Having fuel be a limited resource that requires players to drive through emblems to fill up was likely an attempt to add some variety. But, compared to the tipping system that made players drive dangerously and seek out ramps, looking for some emblems so that we can keep doing exactly what we were doing before isn't compelling.
There are taxi battle missions in order to spice things up. These missions have a taxi hounding you and crashing into you any time they can, making it hard to deliver your passengers, This was especially harrowing when it came to picking them up, as they actually had to walk to the car. But that was about it for the variety on offer in this game.
While Crazy Taxi doesn't have a lot of staying power, basically anyone who plays it is bound to try at least a few times to improve their score. This isn't something I see happening with STD06, as you'll probably pick it up for a few minutes, get tired, and proceed to ignore its existence unless it happens to be the only game you own.
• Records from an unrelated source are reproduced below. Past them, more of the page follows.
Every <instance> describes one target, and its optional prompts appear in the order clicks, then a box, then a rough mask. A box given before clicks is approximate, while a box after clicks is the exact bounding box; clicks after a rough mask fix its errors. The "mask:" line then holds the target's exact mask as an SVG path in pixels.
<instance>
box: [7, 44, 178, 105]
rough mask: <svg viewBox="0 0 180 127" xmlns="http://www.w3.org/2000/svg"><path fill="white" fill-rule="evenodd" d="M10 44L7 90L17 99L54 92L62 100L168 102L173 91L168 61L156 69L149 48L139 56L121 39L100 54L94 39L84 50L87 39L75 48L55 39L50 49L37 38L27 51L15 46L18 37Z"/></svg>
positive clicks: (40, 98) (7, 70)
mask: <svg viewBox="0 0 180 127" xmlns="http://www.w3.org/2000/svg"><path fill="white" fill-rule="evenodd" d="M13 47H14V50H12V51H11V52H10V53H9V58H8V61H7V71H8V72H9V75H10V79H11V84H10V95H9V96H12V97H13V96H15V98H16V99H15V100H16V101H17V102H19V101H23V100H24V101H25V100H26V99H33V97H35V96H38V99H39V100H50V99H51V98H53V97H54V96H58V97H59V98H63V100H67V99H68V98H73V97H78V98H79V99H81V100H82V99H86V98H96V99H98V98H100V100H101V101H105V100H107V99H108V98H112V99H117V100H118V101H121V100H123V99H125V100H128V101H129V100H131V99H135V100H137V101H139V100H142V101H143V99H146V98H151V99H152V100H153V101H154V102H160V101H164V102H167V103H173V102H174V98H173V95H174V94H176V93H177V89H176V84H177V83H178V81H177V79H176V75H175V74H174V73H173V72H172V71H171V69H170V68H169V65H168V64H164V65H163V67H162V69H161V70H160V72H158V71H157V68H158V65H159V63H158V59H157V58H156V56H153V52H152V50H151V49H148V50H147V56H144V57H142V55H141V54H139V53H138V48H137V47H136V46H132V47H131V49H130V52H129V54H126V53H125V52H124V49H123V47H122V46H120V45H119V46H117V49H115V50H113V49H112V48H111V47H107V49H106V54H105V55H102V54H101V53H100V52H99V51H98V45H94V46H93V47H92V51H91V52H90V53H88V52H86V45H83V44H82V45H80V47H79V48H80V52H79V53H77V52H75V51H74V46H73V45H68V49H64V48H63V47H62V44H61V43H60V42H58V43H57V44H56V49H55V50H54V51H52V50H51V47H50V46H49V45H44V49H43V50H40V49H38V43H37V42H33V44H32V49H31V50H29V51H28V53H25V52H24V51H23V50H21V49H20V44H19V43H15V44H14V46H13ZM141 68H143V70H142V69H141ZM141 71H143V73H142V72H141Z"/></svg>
Even after the patent expired in 2018 we haven't seen many clones surfacing - other than Chaos Taxi, I'm not aware of any serious attempt. Even Sega hasn't touched the franchise in 15 years - outside mobile versions and ports of the original game.
Perhaps Crazy Taxi was the kind of game that was meant to be a short-lived fad, or maybe it's pretty hard to make a good Crazy Taxi game. The patent meant we got fewer games, but who knows if they'd have been fun. Sometimes, less is truly more.